The Tampa Bay Lightning merely wanted to leave New York Tuesday with a split from the opening two games of the Eastern Conference Final with the Rangers.
They got it, emphatically, with a six-goal outburst in a convincing win over the Rangers.
Tyler Johnson recorded the first hat trick in Lightning playoff history and is just one goal shy of tying Brad Richards (2004) and Ruslan Fedotenko (2004) for most goals in a single postseason (12).
Alex Killorn quietly continues to have a superb playoffs, scoring twice for his fourth and fifth goals of the postseason.
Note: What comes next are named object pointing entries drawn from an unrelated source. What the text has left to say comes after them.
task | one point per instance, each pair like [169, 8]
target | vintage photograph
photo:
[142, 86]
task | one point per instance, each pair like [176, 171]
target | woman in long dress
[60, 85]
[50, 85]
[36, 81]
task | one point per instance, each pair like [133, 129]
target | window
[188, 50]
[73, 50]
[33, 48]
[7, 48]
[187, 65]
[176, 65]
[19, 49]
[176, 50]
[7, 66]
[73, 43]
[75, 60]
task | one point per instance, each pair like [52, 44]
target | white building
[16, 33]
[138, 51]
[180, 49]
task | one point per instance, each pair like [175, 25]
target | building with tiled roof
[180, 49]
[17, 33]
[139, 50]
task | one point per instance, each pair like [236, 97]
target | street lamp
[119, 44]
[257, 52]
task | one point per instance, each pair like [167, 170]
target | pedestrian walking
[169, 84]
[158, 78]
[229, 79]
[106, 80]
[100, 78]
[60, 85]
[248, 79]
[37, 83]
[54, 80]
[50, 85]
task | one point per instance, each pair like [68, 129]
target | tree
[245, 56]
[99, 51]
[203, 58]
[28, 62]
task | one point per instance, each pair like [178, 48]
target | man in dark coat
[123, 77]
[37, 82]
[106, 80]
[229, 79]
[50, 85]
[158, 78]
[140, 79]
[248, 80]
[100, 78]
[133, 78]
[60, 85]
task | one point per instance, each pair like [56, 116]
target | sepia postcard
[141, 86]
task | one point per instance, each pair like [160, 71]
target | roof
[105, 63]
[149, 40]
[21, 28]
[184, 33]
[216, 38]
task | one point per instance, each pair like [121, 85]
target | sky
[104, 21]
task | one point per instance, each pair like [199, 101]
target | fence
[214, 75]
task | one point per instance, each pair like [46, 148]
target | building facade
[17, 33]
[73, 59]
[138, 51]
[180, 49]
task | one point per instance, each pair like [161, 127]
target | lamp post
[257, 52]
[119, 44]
And Ben Bishop made 35 saves for his 9th playoff victory, tied for most in the NHL.
A lot went right for the Lightning in Game 2.
The three biggest?
1. HEDMAN’S FALL-BACK PLAN
If Victor Hedman ever grows tired of being one of the top defensemen in the National Hockey League, the 6-foot-6 Swede could always start a second career as a goaltender.
His save late in the second period Monday with the Lightning clinging to a one-goal lead was, arguably, the most important play of Game 2.
Soon after New York scored its second goal to cut into the Bolts advantage, the Rangers were in position to level the score. Lightning goalie Ben Bishop got caught behind the net and dispossessed of the puck, leaving the net wide open.
From the crease, the Rangers’ James Sheppard took the puck and had a chance for an easy goal with Bishop unable to get to the front of the net. But, Hedman had the presence of mind to slide in front of the goal, blocking Sheppard’s shot with his body while Anton Stralman swooped in to clear the loose puck out of the blue paint.
The Lightning were able to go into the locker room and catch their breath still up 3-2. When they returned to the ice for the third period, they dominated the Rangers over the final 20 minutes.
“For us to come out of that second period with the lead was huge because New York kind of had a little vibe going there,” Tampa Bay head coach Jon Cooper said. “But you have to do those things to win hockey games.”
When the score was 3-2 and the Rangers were buzzing, the feeling was whoever scored the next goal was going to win the game.
Hedman kept New York from getting the game-changing goal in a spot where the Rangers probably should have scored.
Hedman’s impromptu goalie act was the save of the game.
And it also saved the game.
2. POWER SURGE
Remember when the Lightning power play struggled to score during the opening round series against Detroit?
Yeah, me either.
All the talk early in the playoffs centered around Tampa Bay’s inability to put the puck in the net on the power play. Aside from a 2-for-4 effort in Game 2, the Lightning’s power play was shut out during the Detroit series, tallying just twice in 30 opportunities (6.7 percent).
Since then, the Lightning power play has rebounded to score 11 goals in its last 30 opportunities (36.7 percent). The Bolts have tallied a power-play goal in five of their last seven playoff games.
In Game 2, that proficiency continued. Tyler Johnson gave the Lightning the lead for good with his power-play snipe midway through the opening period. Steven Stamkos sealed the win with a power-play tip in the crease at 6:28 of the final period, and Alex Killorn added a late tally on the Bolts final power play of the game.
Overall, the Lightning were 3-for-6 on the power play in Game 2.
Stamkos said the only thing that’s changed from the beginning of the playoffs to the present on the power play is the unit’s confidence.
“When things are going well, you’re feeling good about yourselves,” Stamkos said. “You’re willing to make some plays. When it’s not going well, you’re holding the stick a little too hard, you’re forcing plays. We’re getting pucks to the net. I mean, look at the goals we scored today. Two of them were shots, one a tip, one a rebound. Sometimes it’s nice to get rewarded like that and you feel good about yourselves and it’s nice to take advantage of the opportunities.”
3. LIGHTNING RESILIENCY
Tampa Bay’s continued ability to rebound from subpar outings has been a theme all season.
The Lightning showed it again in Game 2.
After a flat effort in the series opener, one in which the Lightning were outplayed through two periods before starting to resemble themselves in the third, Cooper said the Bolts played like “it was Game 53” of the regular season rather than the first match of the Eastern Conference Final.
In Game 2, the Lightning put together a performance more befitting the occasion.
“I think that’s a good characteristic to have,” Stamkos said. “I guess on one side, you don’t want to be having to play too many of those games where you have a poor performance and have to rebound, but it’s going to happen in the playoffs and whenever it has, we’ve found a way to come back and not only play a good game but win more importantly. We did that tonight. It wasn’t pretty at times but this group is focused.”
Stamkos said the Lightning learned from their mistakes in Game 1 and focused on correcting them to go back home with the series tied.
It’s a trait that’s served the Lightning well during the 2014-15 season and one that, fortunately for Bolts fans, has carried over into the postseason.